Sequel after sequel we tell ourselves, "It'll be different this time." And sequel after sequel, very little changes. But would abandoning tradition be abandoning the very thing that makes a Koei game a Koei game?
They love historical accuracy. Even the company's CEO, Keiko Erikawa, is mental for a bit of Romance of the Three Kingdoms (the book upon which the DW games are based) and insists all Koei games are in some way authentic.
But this authenticity only stretches to names and dates. Not once in Chinese history did a single man wearing a big silver hat kill two thousand other men with a magic spear.
But it still feels like playing through a history lesson nonetheless and - after having played through countless DW, Samurai Warriors, Kessen and Romance of the Three Kingdoms titles - it's all a bit tedious now. It was good the first couple of times, but seven thousand games later, we've finally had our fill of Huang Zhong, musou attacks and magic shoes.
They have made some changes this year, although as ever, they're barely worth mentioning - the fundamentals are exactly the same. Firstly, they've ditched the fogging that reviewers have been damning since the beginning of time.
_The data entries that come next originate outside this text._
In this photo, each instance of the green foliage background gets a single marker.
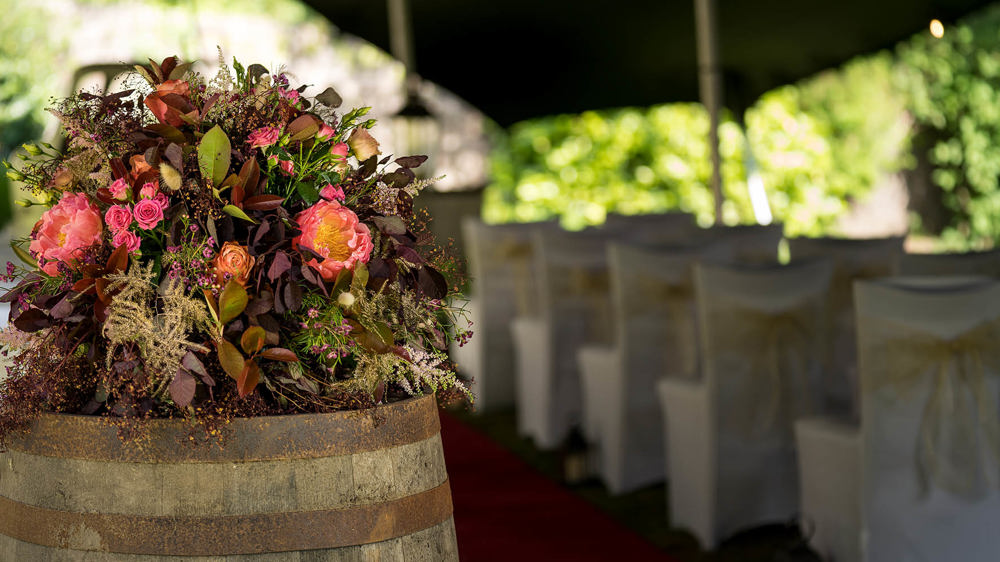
(819, 144)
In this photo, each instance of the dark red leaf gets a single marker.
(263, 202)
(182, 388)
(280, 354)
(279, 266)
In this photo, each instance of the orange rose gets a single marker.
(233, 262)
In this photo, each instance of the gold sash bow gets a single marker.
(781, 353)
(959, 407)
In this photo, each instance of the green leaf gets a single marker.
(308, 192)
(22, 254)
(230, 358)
(232, 302)
(234, 211)
(214, 155)
(253, 339)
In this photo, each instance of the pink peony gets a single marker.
(334, 232)
(74, 223)
(148, 213)
(326, 132)
(330, 193)
(118, 218)
(119, 189)
(149, 190)
(264, 136)
(128, 238)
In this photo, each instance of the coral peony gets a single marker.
(127, 238)
(118, 218)
(148, 213)
(119, 189)
(334, 232)
(233, 262)
(72, 224)
(264, 136)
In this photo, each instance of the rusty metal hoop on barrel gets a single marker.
(353, 485)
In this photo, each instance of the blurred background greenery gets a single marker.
(923, 117)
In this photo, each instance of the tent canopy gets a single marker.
(519, 59)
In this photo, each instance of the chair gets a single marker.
(575, 307)
(917, 481)
(731, 457)
(744, 243)
(503, 287)
(655, 336)
(669, 229)
(852, 259)
(970, 263)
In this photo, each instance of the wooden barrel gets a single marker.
(362, 485)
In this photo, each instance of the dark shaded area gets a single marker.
(526, 58)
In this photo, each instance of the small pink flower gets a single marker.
(163, 200)
(148, 213)
(148, 190)
(118, 218)
(127, 238)
(326, 132)
(334, 232)
(264, 136)
(119, 189)
(329, 192)
(71, 225)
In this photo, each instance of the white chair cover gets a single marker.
(744, 243)
(503, 286)
(731, 456)
(655, 336)
(970, 263)
(575, 309)
(852, 259)
(926, 453)
(672, 229)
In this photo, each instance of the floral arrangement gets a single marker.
(221, 248)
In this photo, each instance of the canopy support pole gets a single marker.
(710, 89)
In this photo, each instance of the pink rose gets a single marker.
(264, 136)
(118, 218)
(127, 238)
(163, 200)
(148, 213)
(148, 190)
(334, 232)
(326, 132)
(119, 189)
(71, 225)
(330, 193)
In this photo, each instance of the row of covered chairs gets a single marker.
(744, 350)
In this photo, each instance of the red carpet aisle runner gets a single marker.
(505, 511)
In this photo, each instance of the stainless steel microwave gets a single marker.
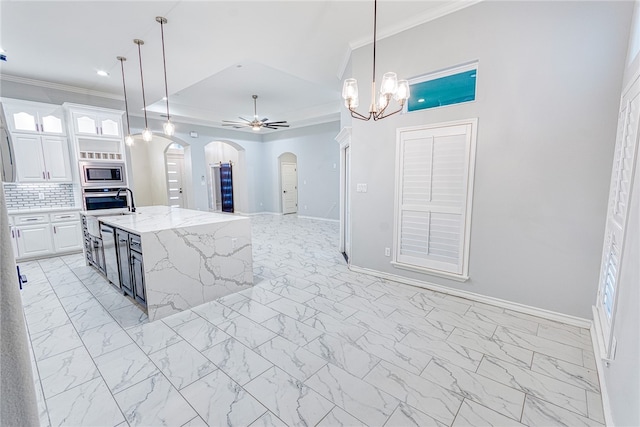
(104, 198)
(96, 174)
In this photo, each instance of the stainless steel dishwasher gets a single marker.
(110, 256)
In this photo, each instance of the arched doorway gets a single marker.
(288, 163)
(226, 177)
(148, 165)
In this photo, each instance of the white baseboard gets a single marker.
(521, 308)
(318, 218)
(601, 362)
(261, 213)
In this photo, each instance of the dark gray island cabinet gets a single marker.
(171, 259)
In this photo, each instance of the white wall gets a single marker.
(549, 82)
(318, 160)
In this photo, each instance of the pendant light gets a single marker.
(169, 128)
(390, 88)
(146, 133)
(129, 139)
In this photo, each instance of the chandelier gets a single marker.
(391, 87)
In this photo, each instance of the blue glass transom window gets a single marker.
(446, 90)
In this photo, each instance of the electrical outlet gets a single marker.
(361, 188)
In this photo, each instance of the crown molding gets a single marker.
(445, 9)
(431, 15)
(58, 86)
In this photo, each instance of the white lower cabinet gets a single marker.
(67, 236)
(34, 240)
(41, 235)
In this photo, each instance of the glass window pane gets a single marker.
(447, 90)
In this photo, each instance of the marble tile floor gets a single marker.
(311, 344)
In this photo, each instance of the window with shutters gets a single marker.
(434, 178)
(619, 196)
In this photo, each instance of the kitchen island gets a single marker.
(190, 257)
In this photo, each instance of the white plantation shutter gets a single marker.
(619, 195)
(433, 197)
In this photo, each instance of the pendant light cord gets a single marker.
(164, 63)
(124, 87)
(375, 15)
(144, 102)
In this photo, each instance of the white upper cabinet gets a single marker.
(42, 158)
(97, 124)
(29, 158)
(28, 117)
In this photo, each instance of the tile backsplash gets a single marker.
(28, 196)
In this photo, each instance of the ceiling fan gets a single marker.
(255, 124)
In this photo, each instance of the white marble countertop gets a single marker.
(148, 219)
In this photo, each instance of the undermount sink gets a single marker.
(118, 213)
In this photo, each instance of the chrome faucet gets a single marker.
(132, 208)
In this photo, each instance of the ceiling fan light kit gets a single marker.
(255, 124)
(390, 87)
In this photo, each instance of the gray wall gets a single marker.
(549, 82)
(622, 376)
(318, 159)
(316, 149)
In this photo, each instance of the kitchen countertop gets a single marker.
(149, 219)
(42, 210)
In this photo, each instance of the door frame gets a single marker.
(344, 139)
(295, 165)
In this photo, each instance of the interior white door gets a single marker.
(175, 179)
(289, 181)
(622, 177)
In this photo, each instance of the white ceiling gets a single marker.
(219, 53)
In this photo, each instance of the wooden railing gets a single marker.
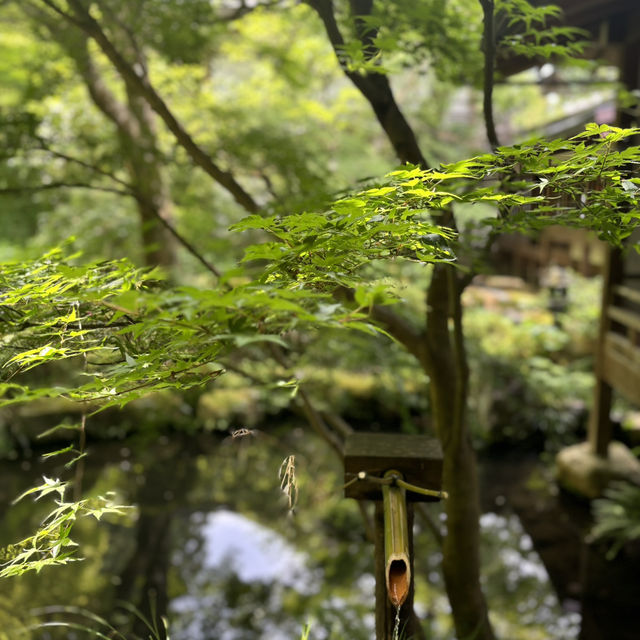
(621, 361)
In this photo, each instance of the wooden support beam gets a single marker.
(417, 458)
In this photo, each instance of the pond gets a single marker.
(212, 545)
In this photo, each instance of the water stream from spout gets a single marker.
(396, 627)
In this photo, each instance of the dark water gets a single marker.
(213, 546)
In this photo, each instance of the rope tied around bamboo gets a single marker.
(395, 479)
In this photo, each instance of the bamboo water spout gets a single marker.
(396, 541)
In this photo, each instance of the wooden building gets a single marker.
(614, 26)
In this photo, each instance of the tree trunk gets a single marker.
(446, 365)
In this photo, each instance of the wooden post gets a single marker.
(600, 428)
(385, 611)
(418, 459)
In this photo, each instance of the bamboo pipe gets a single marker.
(396, 541)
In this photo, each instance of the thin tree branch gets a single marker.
(489, 50)
(375, 88)
(185, 243)
(82, 163)
(83, 19)
(62, 185)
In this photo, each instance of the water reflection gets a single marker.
(214, 548)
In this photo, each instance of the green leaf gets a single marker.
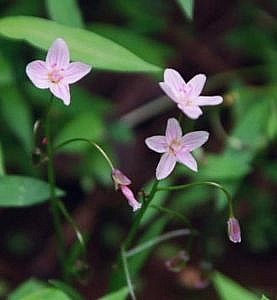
(187, 7)
(87, 125)
(46, 294)
(136, 262)
(146, 48)
(2, 166)
(65, 12)
(26, 289)
(23, 191)
(224, 167)
(17, 115)
(230, 290)
(158, 200)
(84, 45)
(6, 75)
(120, 294)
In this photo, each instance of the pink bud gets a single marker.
(130, 197)
(121, 182)
(234, 230)
(119, 178)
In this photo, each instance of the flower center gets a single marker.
(185, 95)
(175, 146)
(55, 76)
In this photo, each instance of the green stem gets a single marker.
(91, 143)
(127, 273)
(209, 183)
(140, 215)
(53, 199)
(73, 224)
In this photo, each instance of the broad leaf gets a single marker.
(65, 12)
(84, 45)
(230, 290)
(23, 191)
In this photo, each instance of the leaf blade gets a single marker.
(18, 191)
(84, 45)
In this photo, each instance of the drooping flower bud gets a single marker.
(121, 182)
(234, 230)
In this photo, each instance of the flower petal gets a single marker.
(169, 92)
(157, 143)
(38, 74)
(187, 159)
(61, 91)
(194, 140)
(208, 100)
(196, 84)
(165, 166)
(130, 197)
(173, 130)
(193, 112)
(174, 80)
(75, 71)
(58, 55)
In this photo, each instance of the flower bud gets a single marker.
(234, 230)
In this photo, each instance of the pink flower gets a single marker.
(56, 72)
(175, 147)
(234, 230)
(187, 95)
(121, 182)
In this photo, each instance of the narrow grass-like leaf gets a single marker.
(65, 12)
(17, 191)
(26, 288)
(86, 125)
(46, 294)
(84, 45)
(67, 289)
(2, 167)
(17, 115)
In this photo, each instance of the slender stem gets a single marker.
(209, 183)
(173, 213)
(127, 273)
(74, 225)
(53, 199)
(140, 215)
(90, 142)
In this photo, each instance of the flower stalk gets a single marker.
(57, 221)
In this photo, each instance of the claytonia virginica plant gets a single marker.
(176, 148)
(56, 72)
(121, 182)
(187, 95)
(234, 230)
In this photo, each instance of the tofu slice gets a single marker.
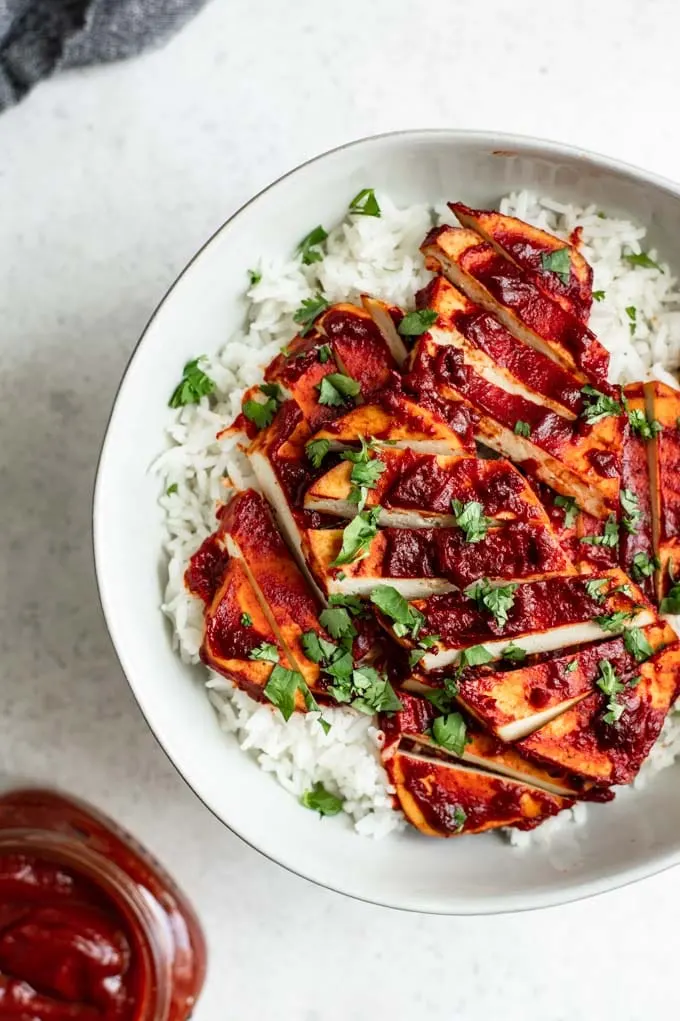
(663, 405)
(422, 562)
(544, 616)
(416, 490)
(582, 742)
(358, 347)
(409, 729)
(530, 248)
(386, 319)
(635, 479)
(495, 354)
(514, 703)
(446, 798)
(400, 421)
(574, 458)
(248, 532)
(499, 286)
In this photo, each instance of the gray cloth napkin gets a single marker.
(38, 37)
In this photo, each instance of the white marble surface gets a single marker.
(108, 182)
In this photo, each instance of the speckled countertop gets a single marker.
(108, 183)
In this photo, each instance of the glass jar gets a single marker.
(73, 883)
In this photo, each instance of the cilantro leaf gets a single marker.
(261, 414)
(470, 518)
(598, 405)
(351, 602)
(337, 622)
(637, 644)
(357, 536)
(568, 503)
(322, 800)
(335, 388)
(610, 536)
(281, 688)
(615, 623)
(641, 426)
(317, 450)
(265, 650)
(594, 588)
(366, 203)
(308, 311)
(610, 684)
(641, 258)
(308, 246)
(496, 600)
(643, 566)
(559, 262)
(450, 732)
(193, 385)
(515, 653)
(418, 323)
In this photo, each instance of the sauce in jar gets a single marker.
(91, 927)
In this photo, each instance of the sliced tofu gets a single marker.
(514, 703)
(446, 798)
(572, 457)
(400, 421)
(409, 729)
(533, 250)
(544, 616)
(502, 288)
(663, 405)
(387, 319)
(495, 354)
(422, 562)
(583, 742)
(416, 490)
(228, 643)
(249, 534)
(358, 347)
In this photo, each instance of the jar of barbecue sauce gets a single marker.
(91, 926)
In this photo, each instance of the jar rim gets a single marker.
(143, 915)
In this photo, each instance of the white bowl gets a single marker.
(635, 836)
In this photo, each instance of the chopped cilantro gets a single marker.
(557, 261)
(637, 644)
(265, 650)
(322, 800)
(471, 520)
(450, 732)
(308, 311)
(598, 405)
(366, 203)
(308, 246)
(336, 388)
(610, 536)
(641, 258)
(337, 622)
(194, 385)
(496, 599)
(568, 503)
(317, 450)
(357, 536)
(418, 323)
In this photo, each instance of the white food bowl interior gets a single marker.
(636, 835)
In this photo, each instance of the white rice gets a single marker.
(380, 256)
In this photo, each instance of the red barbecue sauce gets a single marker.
(91, 928)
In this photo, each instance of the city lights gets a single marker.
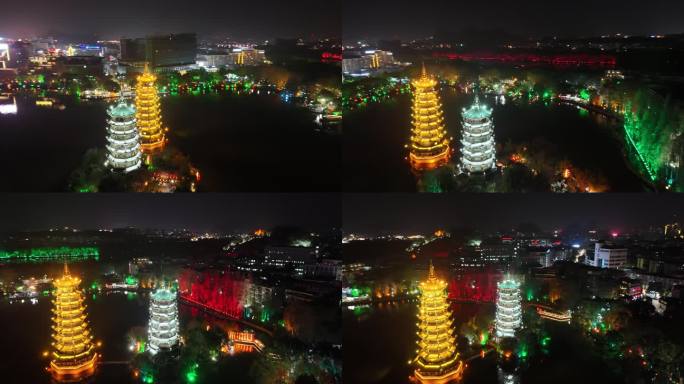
(429, 147)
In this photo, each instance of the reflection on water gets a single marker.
(115, 319)
(374, 152)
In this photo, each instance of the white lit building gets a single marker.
(123, 140)
(247, 56)
(607, 255)
(289, 257)
(508, 308)
(163, 326)
(356, 63)
(478, 154)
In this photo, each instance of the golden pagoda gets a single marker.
(437, 361)
(73, 353)
(148, 113)
(429, 147)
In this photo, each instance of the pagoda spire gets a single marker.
(148, 113)
(478, 149)
(437, 360)
(73, 353)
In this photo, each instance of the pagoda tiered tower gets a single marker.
(163, 326)
(73, 353)
(508, 308)
(478, 154)
(123, 140)
(437, 361)
(429, 147)
(148, 113)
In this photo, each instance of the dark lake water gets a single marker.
(374, 139)
(380, 340)
(239, 143)
(26, 332)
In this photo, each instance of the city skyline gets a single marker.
(260, 20)
(385, 20)
(373, 215)
(211, 212)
This should be good news, but it merely reveals what the fog was trying to hide in the first place. This means that instead of fogging, there's now dreadful pop-up and fuzzy 'backgrounds' that are essentially just vaguely mountain-shaped silhouettes.
They needn't have bothered - even if the draw distance was so deep that you were able to see a gnat landing on Gan Ning's magic plimsolls from ten thousand yards away, it'd still be boring old Dynasty Warriors. We want prominent gameplay changes, Koei.
They've included the 'stronghold' system from Dynasty Warriors 4: Empires, but that's more of a distraction than anything else and needlessly increases the already outrageous time it takes to complete a level. Yes, once again you'll be relentlessly slamming men around for upwards of 50 minutes. It's almost as if they want repetition to set in.
We'd continue, but it'd just depress us. We're sick of Dynasty Warriors, at least in its current form, and we wish they'd done more with it. Look at it this way; we'll give you one more chance, Koei. One more chance to do something good with the series and win our cold, hard hearts back. Until then, we're no longer on speaking terms.